A report from the World Bank shows that when it comes to how much Kiwis create on an individual level, we are one of the worst in the world.
This is downright embarrassing.
We absolutely need to pick up our game. All of those tourists that we feverishly market our shores to as '100% Pure' are being conned. Every country in Europe and even North America - seemingly the epitome of consumption - use less waste than us per capita.
Given this and the widespread deterioration of our waterways, I think that the tag 100% Pure is pathetically wrong. If is wasn't for the fact that we have a small population on a relatively large piece of land, given this sort of behaviour, God's Own could be worse than the stinking slums of Bangladesh if our population grows.
So what are we going to do about this?
Shocked by these figures, I investigated a bit more. I found a study saying that up to 50 per cent of our total waste stream could be from construction and demolition.
This hardly surprises me as in only two years of running our events we removed 65,657 pieces of waste that were identifiable as from the construction industry.
It is quite easy to call this a problem. But a very wise woman once told me: "There are no problems, only challenges. And challenges are the birthplaces of opportunities."
The construction and demolition sectors provide massive areas for us to reduce our footprint, in that - with a bit of innovation - even those that refuse to do anything that helps the environment unless it helps their bank balance will get on board.
So here are some examples of people who are getting the waste challenge right:
Downer EDI and Chorus
At the Green Ribbon Awards in 2013 I saw Downer and Chorus recognised for their efforts in reducing waste from the installation of high-speed broadband.
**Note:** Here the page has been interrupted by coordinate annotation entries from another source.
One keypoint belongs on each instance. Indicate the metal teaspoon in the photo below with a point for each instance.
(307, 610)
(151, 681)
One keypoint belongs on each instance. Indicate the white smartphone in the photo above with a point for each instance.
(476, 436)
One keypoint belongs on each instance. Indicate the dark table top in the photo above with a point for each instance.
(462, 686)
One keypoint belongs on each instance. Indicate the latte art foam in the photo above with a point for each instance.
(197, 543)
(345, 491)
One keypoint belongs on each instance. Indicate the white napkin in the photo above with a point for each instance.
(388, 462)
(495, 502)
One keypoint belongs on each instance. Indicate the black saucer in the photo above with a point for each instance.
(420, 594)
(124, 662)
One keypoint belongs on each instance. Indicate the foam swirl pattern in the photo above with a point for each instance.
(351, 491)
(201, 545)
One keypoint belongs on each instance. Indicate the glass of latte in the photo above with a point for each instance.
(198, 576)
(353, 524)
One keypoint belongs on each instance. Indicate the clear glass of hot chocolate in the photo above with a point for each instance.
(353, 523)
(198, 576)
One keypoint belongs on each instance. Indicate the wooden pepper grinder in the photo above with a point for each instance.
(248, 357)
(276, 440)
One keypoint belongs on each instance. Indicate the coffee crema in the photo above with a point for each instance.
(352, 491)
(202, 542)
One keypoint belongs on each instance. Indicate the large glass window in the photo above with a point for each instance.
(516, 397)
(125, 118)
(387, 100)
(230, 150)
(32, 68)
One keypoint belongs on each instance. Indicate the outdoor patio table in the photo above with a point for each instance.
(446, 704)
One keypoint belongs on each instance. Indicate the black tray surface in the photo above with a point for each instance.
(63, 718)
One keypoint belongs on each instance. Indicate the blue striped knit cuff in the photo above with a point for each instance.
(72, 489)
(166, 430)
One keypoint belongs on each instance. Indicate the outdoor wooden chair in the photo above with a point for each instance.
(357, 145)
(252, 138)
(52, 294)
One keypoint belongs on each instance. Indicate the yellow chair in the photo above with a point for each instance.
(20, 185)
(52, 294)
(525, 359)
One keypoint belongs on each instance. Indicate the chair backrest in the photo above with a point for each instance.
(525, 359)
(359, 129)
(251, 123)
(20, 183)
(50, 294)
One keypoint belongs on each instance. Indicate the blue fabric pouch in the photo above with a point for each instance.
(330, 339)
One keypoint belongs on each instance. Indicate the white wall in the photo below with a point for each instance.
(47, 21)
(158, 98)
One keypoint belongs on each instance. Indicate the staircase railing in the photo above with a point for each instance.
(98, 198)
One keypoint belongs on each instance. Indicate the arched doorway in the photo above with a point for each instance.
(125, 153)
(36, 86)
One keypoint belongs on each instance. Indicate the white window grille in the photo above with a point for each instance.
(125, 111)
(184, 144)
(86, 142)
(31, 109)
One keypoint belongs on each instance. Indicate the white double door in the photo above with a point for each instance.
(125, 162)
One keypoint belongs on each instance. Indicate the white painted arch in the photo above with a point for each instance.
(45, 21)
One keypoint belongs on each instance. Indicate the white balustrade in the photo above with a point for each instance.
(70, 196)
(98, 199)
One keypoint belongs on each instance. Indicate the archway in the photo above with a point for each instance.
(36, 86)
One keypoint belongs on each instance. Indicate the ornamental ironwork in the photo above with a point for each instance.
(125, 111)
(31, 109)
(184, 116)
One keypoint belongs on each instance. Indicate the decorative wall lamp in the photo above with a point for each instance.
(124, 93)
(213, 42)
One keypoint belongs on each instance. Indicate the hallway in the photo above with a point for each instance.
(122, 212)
The cable reels are a fantastic source of timber and they have diverted 17.6 km of high-density polyethylene ducting, 972 x 360 kg timber cable drums and bolts, 40 tonnes of fibre optic off-cuts and significant volumes of plastic film packaging and pallets from landfill.
When the right amount of time is dedicated to deconstruction, a huge amount of savings can be made by not just levelling the building and sending it all to the tip.
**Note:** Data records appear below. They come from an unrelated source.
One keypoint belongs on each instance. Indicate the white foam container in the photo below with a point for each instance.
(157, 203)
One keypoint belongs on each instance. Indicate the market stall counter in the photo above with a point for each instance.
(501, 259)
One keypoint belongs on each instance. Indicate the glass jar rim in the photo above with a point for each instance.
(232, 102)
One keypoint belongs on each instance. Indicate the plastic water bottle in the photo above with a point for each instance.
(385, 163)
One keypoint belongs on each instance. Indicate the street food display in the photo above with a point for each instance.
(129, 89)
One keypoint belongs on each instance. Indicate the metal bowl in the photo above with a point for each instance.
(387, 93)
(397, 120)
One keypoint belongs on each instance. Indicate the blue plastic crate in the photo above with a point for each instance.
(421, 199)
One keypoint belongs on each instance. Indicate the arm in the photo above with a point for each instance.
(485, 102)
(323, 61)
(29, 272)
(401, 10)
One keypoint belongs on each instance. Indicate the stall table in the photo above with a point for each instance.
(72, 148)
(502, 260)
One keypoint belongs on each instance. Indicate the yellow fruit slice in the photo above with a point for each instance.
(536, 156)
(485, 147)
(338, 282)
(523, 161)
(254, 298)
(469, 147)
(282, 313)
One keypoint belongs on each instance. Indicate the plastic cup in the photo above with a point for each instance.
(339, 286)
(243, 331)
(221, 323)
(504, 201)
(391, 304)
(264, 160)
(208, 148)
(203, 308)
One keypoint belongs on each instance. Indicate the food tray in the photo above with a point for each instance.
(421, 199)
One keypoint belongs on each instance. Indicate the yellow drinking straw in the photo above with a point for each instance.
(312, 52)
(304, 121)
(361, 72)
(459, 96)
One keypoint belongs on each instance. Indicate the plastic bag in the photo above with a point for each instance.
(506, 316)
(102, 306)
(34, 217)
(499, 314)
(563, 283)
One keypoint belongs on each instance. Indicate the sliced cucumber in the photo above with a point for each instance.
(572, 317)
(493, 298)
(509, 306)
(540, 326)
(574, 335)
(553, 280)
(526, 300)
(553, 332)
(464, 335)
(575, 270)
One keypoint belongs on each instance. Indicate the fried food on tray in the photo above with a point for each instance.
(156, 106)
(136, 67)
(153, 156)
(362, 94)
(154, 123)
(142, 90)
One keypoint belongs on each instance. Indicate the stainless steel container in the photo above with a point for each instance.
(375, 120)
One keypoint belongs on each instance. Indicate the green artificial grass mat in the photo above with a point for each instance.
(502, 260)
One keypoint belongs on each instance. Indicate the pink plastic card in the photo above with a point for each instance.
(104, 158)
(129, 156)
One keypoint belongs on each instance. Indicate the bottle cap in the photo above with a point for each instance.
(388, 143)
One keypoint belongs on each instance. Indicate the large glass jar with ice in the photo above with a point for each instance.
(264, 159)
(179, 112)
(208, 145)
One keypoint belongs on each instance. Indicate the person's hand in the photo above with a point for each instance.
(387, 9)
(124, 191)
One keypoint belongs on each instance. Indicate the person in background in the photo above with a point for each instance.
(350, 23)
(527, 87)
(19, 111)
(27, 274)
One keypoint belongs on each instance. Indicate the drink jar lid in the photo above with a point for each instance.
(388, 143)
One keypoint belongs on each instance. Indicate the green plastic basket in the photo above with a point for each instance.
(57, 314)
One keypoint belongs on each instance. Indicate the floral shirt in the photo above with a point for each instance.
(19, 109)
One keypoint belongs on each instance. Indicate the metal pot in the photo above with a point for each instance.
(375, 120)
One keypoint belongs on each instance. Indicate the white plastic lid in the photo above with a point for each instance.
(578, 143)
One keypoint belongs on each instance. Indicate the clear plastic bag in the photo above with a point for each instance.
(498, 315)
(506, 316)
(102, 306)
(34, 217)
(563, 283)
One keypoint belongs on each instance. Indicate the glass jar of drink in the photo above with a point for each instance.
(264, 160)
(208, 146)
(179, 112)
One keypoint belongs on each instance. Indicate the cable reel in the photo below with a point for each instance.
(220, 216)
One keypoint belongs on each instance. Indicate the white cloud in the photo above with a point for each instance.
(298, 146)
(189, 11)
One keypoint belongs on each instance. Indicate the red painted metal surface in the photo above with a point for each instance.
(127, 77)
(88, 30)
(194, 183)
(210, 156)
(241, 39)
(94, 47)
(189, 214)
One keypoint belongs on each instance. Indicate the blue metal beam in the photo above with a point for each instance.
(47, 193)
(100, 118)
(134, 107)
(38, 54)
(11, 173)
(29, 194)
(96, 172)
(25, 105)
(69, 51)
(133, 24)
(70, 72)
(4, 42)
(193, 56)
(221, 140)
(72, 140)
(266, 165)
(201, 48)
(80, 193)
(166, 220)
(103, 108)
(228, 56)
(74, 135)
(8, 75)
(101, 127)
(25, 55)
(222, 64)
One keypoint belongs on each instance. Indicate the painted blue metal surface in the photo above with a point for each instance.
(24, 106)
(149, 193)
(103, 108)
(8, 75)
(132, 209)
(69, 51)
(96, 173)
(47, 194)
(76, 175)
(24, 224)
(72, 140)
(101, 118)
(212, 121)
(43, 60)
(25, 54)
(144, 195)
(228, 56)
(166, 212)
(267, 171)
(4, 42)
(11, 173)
In 1996, Ward Demolition recovered about 95 per cent of the materials from the Blow's building in central Auckland, saving an estimated $153,000 in demolition costs.
As a one of my favourite local social enterprises. Rekindle have been turning demolition waste from the Christchurch earthquakes into beautifully-crafted furniture.
Now they are taking it to the next level by aiming to recover and auction off the materials from an entire house. If you are in Christchurch, head along to the beautifully-restored Isaac Theatre Royal for their upcoming exhibition and if you are not, check out the video about the concept.
I think that we should be making this type of clever recovery of materials easier by requiring design that makes deconstruction easier.
I also think that it is urgent that we sort our pathetic and unnecessary consumption problem out. I take my hat off to those who put the effort in through 'plastic free July' and sincerely hope that more people will join the crusade against unnecessary plastic packaging and waste.
We owe it to our kids to look after this great country and not let them inherit a bunch of overflowing, privately-owned landfills from a generation who will be remembered here and overseas as the most greedy that have ever been Aotearoa's custodians.